As I reflect on these genealogies I am left feeling that Matthew and Luke help me realise that God’s Son, our Saviour is rooted in One Story of Hope in two directions. It goes all the way back to Adam through the powerful vocation of God’s People, Israel and God’s great servant Abraham and goes all the way forward through time and history to the end of all things. I wonder if Luke’s language has a powerful meaning that enables me to find my broken humanity redeemed in Christ. I am a son of Adam, as Jesus is a Son of Adam, but because He is the Perfect Son of Adam He brings wholeness, hopefulness and life to my brokeness, my yearning and my death. Jesus, the Son of Adam, redeems the sons and daughters of Adam precisely because He is also the Son of God. Through the ministry of Jesus, sons and daughters of Adam can become children of God. Our humanity is not simply patched up by the life and ministry of Jesus, it is utterly transformed. It is transfigured. We, the children of Adam, can become the children of God! How remarkable! And thus the genealogy continues through us.
So we trace our story backwards to Jesus, Who is the Son of God; but we also carry the new identity of being children of God forward.
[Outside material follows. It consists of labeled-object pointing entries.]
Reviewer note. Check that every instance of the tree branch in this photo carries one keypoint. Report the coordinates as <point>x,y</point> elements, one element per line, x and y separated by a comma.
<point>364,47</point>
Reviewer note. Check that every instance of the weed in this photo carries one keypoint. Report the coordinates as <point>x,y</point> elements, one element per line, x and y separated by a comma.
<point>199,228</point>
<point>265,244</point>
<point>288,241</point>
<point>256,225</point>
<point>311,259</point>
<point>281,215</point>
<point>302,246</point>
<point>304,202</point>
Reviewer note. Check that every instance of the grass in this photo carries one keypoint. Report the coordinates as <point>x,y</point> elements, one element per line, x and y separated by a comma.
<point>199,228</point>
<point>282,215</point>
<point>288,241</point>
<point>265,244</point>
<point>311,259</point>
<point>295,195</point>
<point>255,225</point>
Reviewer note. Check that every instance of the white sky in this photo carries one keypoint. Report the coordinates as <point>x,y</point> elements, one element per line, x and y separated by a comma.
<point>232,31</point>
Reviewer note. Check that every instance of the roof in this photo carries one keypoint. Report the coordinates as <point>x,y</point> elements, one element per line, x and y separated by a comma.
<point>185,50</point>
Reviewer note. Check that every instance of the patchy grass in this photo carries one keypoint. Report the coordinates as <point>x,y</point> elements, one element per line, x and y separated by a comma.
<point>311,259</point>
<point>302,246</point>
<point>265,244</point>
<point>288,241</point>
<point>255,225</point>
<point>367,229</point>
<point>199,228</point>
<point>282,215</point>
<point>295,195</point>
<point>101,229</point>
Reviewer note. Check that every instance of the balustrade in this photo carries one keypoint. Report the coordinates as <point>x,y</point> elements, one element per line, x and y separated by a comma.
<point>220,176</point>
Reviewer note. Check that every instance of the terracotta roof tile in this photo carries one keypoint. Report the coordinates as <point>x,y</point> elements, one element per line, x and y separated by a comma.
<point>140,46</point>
The disciples became followers of Jesus, and through them the genealogy continues. The Great Story carries on through them, through Paul, through Lydia, through so many others across so many generations. This same Great Story is birthed in us, and carries on through us until we, the children of Adam, who are now the children of God, come face to face with Jesus, the Son of Adam, the Son of God.
How do we allow this Powerful Story to transform our identity looking back, and our hope looking forward?